Stone Wedding
Making Waves: New Romanian Cinema 2012
November 29 - December 5, 2012
40th anniversary screening! New 35mm print!
Celebrating 40 years since its release, this cult classic is comprised of two separate stories of different mode, set in the same small town, both with a wedding reference as a central point and the timeless quality of old and tragic folktales.
40th anniversary screening! New 35mm print!
This cult classic of the Romanian cinema (included in MoMA's collection) is comprised of two separate stories of different tone, set in the same small town in the Apuseni mountains, both with a wedding as a central story point and the timeless quality of old folktales. The first part (Fefeleaga, directed by the late Mircea Veroiu) is a highly stylized account of a widow who’s working hard in a desperate attempt to save her dying daughter—bleak, slow and beautifully shot in black-and-white in the stark mode we've since come to associate with Bela Tarr.

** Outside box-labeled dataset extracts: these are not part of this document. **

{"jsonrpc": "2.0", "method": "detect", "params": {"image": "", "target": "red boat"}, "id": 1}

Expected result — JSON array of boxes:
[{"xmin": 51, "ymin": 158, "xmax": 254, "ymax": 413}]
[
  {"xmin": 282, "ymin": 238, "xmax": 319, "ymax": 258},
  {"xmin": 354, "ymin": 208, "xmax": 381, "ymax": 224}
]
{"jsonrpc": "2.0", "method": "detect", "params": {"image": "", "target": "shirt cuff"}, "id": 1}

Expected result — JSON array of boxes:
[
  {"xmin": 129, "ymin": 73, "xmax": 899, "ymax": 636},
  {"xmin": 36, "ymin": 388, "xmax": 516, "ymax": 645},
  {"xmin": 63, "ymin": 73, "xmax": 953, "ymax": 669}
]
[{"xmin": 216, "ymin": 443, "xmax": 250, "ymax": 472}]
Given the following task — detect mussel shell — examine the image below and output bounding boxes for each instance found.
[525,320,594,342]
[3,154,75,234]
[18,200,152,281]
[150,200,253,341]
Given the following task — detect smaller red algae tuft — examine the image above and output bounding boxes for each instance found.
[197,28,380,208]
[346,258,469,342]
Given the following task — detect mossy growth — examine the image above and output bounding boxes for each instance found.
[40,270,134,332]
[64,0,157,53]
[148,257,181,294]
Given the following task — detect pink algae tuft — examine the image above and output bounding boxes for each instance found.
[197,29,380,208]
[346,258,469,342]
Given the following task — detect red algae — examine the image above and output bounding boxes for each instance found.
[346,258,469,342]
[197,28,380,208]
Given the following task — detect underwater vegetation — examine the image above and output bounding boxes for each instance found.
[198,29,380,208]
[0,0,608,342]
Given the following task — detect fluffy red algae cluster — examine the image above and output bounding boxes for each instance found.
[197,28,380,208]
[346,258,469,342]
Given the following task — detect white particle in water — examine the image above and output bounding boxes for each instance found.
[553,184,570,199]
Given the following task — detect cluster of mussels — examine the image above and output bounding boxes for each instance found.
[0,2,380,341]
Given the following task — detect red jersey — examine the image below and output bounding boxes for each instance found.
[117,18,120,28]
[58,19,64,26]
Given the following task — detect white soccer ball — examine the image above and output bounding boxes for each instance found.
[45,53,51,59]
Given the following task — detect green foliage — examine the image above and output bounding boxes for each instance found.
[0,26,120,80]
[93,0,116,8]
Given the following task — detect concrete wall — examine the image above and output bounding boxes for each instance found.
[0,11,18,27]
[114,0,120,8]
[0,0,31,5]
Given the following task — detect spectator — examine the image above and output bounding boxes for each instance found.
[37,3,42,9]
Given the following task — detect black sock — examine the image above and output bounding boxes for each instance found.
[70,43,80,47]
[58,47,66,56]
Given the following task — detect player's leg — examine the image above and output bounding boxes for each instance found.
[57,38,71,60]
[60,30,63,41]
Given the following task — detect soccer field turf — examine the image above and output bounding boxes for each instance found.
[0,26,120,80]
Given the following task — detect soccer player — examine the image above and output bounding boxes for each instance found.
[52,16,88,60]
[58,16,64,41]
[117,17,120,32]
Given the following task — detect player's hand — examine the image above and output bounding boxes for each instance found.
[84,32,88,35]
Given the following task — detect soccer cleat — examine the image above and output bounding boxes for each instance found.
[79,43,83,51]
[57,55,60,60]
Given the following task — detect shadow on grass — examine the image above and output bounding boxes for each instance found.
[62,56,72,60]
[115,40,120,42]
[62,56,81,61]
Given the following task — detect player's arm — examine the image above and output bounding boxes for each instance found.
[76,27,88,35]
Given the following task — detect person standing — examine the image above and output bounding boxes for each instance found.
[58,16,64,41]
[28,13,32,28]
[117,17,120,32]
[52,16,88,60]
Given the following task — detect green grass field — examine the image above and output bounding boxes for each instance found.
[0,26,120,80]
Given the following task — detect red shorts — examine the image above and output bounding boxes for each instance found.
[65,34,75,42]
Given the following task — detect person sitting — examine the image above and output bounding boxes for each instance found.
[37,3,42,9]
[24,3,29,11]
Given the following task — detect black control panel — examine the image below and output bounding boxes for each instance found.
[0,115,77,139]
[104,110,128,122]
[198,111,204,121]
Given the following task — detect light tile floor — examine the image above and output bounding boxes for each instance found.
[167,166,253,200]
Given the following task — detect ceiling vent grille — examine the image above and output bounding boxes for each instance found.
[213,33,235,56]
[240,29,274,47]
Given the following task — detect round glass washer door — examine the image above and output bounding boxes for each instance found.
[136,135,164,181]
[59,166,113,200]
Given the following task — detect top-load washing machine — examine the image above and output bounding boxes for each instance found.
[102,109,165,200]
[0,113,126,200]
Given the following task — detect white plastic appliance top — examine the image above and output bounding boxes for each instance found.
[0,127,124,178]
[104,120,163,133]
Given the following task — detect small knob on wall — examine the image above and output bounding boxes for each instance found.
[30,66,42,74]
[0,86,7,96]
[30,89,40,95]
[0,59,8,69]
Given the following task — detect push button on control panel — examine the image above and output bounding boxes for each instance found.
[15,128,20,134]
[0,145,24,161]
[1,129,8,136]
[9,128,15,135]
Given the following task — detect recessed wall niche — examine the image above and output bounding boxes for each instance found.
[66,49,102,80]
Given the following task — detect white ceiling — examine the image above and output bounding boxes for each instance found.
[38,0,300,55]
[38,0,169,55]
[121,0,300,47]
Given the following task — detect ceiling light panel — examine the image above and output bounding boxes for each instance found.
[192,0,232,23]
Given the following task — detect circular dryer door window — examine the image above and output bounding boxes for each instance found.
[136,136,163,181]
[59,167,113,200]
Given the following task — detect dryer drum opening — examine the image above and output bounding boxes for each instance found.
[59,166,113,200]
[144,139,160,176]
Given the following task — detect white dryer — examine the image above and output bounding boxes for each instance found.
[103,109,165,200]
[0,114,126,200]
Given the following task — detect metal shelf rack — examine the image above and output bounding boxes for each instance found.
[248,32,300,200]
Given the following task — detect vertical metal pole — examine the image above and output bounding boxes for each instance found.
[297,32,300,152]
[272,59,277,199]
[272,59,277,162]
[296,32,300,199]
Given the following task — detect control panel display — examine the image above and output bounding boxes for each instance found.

The second (At a Wedding, directed by Dan Pita), more naturalistic and not lacking in comedy, tells the story of two wandering singers who kidnap a bride from her wedding. Celebrating 40 years since its release, Stone Wedding deserves to be discovered or revisited. It is an almost wordless poem, enriched by a strange soundtrack that adds a haunting dimension to these tales of survival, escape and incidental tragedy.